3 Ways to Add Warmth to Your Cold Calls
Nobody likes cold weather, cold room, cold hands. Therefore, who wants cold calls?
Whenever you are at the starting point of your entrepreneurial path, especially as a solo founder, a sales position in a corporation, or whatever position to engage with future clients, you will face the phone challenge one day.
Why should I call someone instead of just shooting an email or a text message?
Simply because you need to create an authentic bond with your prospect and texts are limited to express ourselves and interact efficiently.
The first time of my life I faced this, I shared two different emotions:
- Fear because you don’t know how people will react. You are not sure of your words and dread a problematic question that you haven’t prepared to answer.
- Pride because you succeed in calling your first prospect and connecting with him.
I called 10, 30, 60 peoples to learn more about my market and connect with influential people in the industry. And you know what? I always dreaded each call.

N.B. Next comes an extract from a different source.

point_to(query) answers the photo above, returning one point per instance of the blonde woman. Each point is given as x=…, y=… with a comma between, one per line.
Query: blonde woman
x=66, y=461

I never imagined success, but I succeed, and you know what? You’ll too if you start now.
“Cold Call” is a wrong term.
It will help if you have human warmth and emotions. Drop the cold to get the heat.
To achieve that, you need to personalize your interaction.
We are all enough copy-pasted LinkedIn invitations or emails of people wanting us to buy their product.
The first piece of advice I can give you is to create a discussion and trust pattern.
Do not directly take your phone and call the first number on your list. Connect with people on LinkedIn by sending them a message, sending a text message by SMS or Whatsapp, or sending an email.
If you send a message before a call, this will create a context for your target customer. He’ll know who you are and why you want to get in touch with him. If the answer is negative, that’s okay. You stayed away from a negative response on the phone.
Focus on the 20% positive answer that will produce 80% of your results. So, don’t waste time with demanding potential customers and go forward.
#1 — Find a common interest
Your prospect is not a wallet but a human being and could be a friend as well. What do you do to make a new friend? Simply by finding a common interest!
If you have read the best-seller How to Win Friends and Influence People by Dale Carnegie, you already know the importance of this golden bullet.
To do so, check his social profiles and identify something you could engage during your discussion: does he make photography? Does he love traveling?
It’s all about starting a new relationship and making it durable in the long run. Not a one-shot action.
#2 — Understanding them
Please don’t start your call by talking about your product but learning more about your future customer.
Some people like to create personas and speculate on them without really talking with their target customers. By understanding your prospect, you will break all your personas’ misconceptions and have another vision about your target.
How does his business operate? What are his pain-points?
By asking good questions, you will find arguments for selling your product and finding new improvement areas to fit their needs.
#3 — Being emotional
Your prospect doesn’t care about your product but cares about the emotion you have created within him.
What’s the story of your project? What’s your testimony? Storytelling is essential to let your prospect identify himself to your product.
The second piece of advice after your story is your personality. Nobody wants to speak to someone depressed, sad, angry, or whatever bad emotions.
You can start by smiling while talking on the line. It changes the tone of your voice. Yes, it sounds creepy, but it makes the difference. 🙌
There is a lot more to write about calling prospects, but these are all the points that will kill the classical cold calls.